What Wayne Bennett really thinks of Olympic drug cheats
WAYNE Bennett has nothing but admiration for the Olympic movement's ongoing war against drug cheats.
"The one thing I love about the Olympics is that it's always been about competing clean with no drugs,” the Brisbane and England rugby league coach told ARM Newsdesk.
Bennett has been glued to his television during the 16 days of competition in Rio this month while he continues to prepare his Broncos for their own Olympics, the NRL finals, in September.
"The Olympics motto is citius, altius, fortius (Latin for faster, higher, stronger),” said Bennett, a member of Australia's Sporting Hall of Fame for his amazing coaching feats and his contribution to rugby league and the community.
"The only way you can achieve those goals is by training hard, being disciplined and making a lot of sacrifices,” he added.
"That's what you most admire about these committed young people - they give up so much of their life to be there.
"It (doping) is so unfair on every other athlete who has paid a heavy price and done the right thing”

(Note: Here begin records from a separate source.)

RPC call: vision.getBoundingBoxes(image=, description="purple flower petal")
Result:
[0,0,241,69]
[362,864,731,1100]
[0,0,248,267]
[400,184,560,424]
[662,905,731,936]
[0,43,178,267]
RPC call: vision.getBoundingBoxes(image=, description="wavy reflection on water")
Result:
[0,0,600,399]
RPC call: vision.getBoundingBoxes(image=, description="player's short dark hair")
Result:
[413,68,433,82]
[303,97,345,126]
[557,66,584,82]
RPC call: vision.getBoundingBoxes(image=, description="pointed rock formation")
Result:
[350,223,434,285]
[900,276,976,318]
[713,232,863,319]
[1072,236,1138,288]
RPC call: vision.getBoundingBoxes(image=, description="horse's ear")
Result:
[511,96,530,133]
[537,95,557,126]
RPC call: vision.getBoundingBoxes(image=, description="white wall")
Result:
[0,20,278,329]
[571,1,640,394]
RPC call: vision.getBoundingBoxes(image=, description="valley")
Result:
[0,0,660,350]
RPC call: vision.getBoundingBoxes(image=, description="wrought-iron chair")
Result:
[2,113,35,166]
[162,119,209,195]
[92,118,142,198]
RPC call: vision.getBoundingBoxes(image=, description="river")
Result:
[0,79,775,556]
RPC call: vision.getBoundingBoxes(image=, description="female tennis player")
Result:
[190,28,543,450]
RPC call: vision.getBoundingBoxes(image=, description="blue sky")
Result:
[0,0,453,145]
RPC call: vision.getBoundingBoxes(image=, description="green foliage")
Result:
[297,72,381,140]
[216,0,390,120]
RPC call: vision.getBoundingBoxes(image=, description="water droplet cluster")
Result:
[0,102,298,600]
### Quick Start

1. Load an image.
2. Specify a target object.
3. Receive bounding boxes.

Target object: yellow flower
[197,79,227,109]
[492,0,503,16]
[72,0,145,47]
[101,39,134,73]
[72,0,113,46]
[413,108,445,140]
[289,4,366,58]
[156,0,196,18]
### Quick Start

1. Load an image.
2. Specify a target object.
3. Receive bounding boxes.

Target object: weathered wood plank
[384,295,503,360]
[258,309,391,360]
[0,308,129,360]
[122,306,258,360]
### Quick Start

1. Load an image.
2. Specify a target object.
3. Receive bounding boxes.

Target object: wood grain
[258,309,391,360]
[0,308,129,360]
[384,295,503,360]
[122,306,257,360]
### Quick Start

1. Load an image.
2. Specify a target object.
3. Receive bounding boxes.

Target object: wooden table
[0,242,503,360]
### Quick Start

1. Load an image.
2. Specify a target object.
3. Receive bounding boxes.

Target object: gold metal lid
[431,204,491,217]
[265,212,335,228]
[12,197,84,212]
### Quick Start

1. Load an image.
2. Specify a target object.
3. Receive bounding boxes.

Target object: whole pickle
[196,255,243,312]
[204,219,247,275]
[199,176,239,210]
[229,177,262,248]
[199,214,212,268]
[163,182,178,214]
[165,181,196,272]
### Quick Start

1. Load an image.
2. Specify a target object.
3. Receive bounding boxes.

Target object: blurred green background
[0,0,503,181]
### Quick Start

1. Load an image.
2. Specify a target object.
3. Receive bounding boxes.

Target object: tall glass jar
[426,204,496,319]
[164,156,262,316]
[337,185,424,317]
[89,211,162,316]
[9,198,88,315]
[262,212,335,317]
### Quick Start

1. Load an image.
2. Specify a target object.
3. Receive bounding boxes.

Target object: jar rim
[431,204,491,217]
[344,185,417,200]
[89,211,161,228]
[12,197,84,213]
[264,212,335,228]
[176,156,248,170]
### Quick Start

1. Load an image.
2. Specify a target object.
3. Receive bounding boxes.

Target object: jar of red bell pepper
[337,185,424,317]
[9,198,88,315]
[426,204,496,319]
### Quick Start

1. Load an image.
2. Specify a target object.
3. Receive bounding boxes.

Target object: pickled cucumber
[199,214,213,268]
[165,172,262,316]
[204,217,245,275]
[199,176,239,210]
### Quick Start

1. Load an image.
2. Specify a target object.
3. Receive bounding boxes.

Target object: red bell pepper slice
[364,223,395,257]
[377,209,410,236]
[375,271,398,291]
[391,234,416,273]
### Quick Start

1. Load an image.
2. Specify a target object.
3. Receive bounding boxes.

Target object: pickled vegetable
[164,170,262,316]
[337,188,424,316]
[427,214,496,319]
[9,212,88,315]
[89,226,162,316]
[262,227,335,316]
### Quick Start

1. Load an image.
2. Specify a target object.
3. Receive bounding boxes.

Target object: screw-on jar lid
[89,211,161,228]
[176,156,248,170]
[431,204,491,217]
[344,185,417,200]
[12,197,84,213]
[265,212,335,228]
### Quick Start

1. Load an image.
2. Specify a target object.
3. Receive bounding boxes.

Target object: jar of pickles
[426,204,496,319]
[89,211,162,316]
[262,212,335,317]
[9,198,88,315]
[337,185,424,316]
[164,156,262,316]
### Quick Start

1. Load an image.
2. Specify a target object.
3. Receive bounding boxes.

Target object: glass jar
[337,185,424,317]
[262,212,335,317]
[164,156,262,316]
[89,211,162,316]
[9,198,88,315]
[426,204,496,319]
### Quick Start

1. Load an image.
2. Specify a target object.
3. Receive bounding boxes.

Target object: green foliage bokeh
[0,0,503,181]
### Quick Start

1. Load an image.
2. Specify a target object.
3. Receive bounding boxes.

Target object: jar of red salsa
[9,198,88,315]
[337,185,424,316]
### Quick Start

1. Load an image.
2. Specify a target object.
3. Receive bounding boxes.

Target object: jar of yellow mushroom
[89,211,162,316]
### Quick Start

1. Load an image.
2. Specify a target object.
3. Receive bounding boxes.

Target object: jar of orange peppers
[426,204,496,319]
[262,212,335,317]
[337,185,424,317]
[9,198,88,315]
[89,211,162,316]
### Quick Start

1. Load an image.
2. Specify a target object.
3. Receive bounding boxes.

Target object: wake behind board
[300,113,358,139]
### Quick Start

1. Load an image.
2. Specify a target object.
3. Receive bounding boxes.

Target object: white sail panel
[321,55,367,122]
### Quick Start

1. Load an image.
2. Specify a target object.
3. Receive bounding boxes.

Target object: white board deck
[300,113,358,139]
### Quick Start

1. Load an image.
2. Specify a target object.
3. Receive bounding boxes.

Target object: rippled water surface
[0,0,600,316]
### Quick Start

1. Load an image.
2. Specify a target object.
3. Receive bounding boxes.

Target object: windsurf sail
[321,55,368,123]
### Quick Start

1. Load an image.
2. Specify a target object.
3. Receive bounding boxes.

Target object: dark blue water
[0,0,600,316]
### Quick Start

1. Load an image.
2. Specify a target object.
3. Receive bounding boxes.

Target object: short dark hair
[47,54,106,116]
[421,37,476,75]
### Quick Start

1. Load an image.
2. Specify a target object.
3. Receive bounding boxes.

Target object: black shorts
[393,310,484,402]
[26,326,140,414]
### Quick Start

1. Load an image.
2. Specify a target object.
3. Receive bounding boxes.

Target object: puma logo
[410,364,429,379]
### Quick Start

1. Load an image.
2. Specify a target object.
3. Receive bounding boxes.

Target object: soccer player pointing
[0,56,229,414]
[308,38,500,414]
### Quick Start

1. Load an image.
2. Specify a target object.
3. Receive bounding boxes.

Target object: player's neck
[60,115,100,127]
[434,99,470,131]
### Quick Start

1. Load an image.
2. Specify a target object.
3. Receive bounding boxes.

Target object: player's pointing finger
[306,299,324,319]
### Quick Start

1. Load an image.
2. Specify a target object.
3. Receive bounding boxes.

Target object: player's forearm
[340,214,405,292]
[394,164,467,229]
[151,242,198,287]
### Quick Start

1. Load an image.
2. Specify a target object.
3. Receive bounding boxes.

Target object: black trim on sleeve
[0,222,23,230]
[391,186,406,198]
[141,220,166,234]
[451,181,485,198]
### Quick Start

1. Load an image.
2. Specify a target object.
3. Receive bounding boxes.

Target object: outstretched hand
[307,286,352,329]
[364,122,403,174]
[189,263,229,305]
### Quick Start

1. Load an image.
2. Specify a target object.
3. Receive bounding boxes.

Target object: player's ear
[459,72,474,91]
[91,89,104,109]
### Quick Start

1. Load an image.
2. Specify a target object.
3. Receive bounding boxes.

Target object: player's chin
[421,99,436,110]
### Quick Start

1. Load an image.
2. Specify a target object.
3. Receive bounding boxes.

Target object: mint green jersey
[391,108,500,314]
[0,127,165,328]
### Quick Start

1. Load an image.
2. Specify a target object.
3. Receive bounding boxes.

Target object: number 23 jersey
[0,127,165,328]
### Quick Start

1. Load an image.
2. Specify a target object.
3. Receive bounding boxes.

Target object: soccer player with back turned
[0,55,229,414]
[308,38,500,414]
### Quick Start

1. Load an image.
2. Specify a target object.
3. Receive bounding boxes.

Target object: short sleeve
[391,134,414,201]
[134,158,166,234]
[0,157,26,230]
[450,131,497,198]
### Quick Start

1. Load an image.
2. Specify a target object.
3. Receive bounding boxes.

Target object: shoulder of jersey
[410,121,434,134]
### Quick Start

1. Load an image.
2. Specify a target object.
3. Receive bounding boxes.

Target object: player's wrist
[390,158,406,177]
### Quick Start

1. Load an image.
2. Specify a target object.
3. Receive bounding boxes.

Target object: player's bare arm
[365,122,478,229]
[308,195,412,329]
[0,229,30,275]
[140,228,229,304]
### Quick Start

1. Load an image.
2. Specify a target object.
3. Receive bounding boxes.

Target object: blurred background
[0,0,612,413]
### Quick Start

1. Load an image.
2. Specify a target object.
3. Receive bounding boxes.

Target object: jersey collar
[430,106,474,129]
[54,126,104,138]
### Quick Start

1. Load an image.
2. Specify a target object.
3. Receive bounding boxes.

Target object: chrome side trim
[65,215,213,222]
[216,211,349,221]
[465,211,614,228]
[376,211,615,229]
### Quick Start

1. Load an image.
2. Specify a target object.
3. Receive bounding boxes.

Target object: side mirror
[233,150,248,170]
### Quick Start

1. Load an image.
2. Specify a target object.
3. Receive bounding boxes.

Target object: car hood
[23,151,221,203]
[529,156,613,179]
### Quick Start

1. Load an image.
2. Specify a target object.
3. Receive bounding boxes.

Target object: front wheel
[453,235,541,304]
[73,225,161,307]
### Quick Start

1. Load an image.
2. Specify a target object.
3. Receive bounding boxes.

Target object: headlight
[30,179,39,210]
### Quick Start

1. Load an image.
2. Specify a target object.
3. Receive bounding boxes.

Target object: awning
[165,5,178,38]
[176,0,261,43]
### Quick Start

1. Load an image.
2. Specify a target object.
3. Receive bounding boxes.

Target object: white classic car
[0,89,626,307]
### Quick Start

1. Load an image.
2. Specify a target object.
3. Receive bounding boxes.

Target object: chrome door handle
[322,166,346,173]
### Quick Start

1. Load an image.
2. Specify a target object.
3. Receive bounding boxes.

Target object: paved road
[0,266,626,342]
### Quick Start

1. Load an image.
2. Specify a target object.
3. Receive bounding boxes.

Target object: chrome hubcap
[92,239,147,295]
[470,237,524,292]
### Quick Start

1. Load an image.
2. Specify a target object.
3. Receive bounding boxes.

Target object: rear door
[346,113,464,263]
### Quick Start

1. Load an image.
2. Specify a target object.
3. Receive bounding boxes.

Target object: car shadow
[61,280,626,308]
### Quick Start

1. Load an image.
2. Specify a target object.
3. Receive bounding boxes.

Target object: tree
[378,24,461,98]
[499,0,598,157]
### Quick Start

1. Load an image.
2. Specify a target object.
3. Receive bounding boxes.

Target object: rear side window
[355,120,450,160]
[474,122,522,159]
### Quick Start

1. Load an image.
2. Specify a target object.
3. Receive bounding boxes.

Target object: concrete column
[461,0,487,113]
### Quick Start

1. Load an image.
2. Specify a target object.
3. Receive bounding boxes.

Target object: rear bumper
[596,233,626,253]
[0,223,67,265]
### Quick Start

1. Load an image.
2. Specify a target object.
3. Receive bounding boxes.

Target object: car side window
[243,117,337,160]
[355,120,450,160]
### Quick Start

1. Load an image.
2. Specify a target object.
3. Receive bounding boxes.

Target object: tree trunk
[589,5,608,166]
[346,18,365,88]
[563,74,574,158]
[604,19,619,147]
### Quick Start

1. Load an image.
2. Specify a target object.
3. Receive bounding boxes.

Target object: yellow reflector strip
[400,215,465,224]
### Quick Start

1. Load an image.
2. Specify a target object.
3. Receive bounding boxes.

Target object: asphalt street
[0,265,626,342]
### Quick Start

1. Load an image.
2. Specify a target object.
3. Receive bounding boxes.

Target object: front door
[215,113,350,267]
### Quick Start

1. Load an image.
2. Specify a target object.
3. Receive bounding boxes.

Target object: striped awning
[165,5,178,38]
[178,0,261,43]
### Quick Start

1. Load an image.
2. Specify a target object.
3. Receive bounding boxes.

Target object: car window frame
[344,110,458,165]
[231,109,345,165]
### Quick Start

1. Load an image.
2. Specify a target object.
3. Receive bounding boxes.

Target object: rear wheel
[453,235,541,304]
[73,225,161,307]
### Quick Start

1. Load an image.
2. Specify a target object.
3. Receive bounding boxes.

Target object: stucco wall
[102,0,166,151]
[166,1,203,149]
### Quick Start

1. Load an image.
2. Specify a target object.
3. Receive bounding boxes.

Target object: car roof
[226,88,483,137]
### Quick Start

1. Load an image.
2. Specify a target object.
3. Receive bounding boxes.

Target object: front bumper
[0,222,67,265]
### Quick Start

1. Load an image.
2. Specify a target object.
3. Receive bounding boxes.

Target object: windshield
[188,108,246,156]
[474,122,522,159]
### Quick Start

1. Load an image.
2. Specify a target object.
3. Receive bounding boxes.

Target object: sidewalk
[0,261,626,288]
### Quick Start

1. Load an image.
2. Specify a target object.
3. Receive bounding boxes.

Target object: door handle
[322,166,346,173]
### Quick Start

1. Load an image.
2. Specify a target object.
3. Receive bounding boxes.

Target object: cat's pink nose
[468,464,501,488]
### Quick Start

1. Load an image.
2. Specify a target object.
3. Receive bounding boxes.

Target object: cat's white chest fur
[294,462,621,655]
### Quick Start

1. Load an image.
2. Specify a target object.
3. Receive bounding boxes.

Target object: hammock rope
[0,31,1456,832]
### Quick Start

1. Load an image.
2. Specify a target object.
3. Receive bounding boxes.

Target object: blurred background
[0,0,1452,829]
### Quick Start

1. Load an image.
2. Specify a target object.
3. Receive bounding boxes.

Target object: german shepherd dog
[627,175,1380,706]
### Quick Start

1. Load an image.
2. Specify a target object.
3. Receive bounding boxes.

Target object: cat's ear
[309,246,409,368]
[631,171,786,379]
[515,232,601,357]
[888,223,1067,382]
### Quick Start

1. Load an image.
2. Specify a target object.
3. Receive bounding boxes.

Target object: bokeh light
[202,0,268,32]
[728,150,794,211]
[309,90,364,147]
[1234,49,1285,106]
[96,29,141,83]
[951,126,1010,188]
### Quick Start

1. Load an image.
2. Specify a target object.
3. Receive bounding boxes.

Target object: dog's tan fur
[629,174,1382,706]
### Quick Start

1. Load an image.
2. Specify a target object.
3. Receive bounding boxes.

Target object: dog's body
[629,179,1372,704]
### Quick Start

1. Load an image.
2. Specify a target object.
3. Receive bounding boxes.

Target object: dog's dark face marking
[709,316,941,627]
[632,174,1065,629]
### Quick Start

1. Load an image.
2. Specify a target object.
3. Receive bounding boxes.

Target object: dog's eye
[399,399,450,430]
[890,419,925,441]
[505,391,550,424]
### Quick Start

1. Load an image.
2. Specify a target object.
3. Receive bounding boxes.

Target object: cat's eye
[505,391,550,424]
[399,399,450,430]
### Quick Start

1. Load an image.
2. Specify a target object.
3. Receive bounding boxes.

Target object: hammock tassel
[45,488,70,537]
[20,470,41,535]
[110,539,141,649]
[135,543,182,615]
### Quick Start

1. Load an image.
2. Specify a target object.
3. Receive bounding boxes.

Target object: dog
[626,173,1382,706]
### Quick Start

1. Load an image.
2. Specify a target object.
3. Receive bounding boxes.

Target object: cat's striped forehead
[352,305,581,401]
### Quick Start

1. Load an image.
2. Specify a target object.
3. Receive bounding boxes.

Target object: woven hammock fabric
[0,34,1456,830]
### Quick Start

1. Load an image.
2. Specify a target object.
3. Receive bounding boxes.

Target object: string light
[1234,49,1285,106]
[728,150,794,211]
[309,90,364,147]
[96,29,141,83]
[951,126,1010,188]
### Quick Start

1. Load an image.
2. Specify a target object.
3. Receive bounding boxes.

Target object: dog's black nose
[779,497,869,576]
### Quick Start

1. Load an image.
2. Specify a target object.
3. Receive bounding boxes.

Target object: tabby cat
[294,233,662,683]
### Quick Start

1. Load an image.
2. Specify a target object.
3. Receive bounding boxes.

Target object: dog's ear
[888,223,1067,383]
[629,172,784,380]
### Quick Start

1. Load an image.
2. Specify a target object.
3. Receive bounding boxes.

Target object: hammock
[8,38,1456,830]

The eight-time premiership-winning mentor - who has coached Queensland and Australia and assisted New Zealand's rugby league team to glory, and will take over as England coach at the end of the year - says the fight for a level playing field should never stop.
He fully supports the hard-line stance of banning countries from competing at the Olympics if there is proof of systemic and sanctioned drug taking.
"I don't know enough about it, to be honest, but I do know if it is systematic and being encouraged by administrators then they should be banned,” said Bennett.
"I will support Australia, England and New Zealand. I want them all to have the same chances and compete in a drug-free environment.
"We all want that.”
Bennett has loved watching the Olympics since he was a young boy.
"As a little boy about six of seven I saw the Melbourne Olympics. I didn't know where Melbourne was - I was living in a small country town, I had no idea,” he said.
"It touched me then and it still touches me today.”
Names such as Betty Cuthbert, Shirley Strickland, Dawn Fraser, Murray Rose and the man who later player Tarzan, Johnny Weissmuller, introduced him to the Olympics.
"It touched me then and it still touches me today,” Bennett said.
"I am an addict... and you have the IQ these days and you can record things and watch it later.”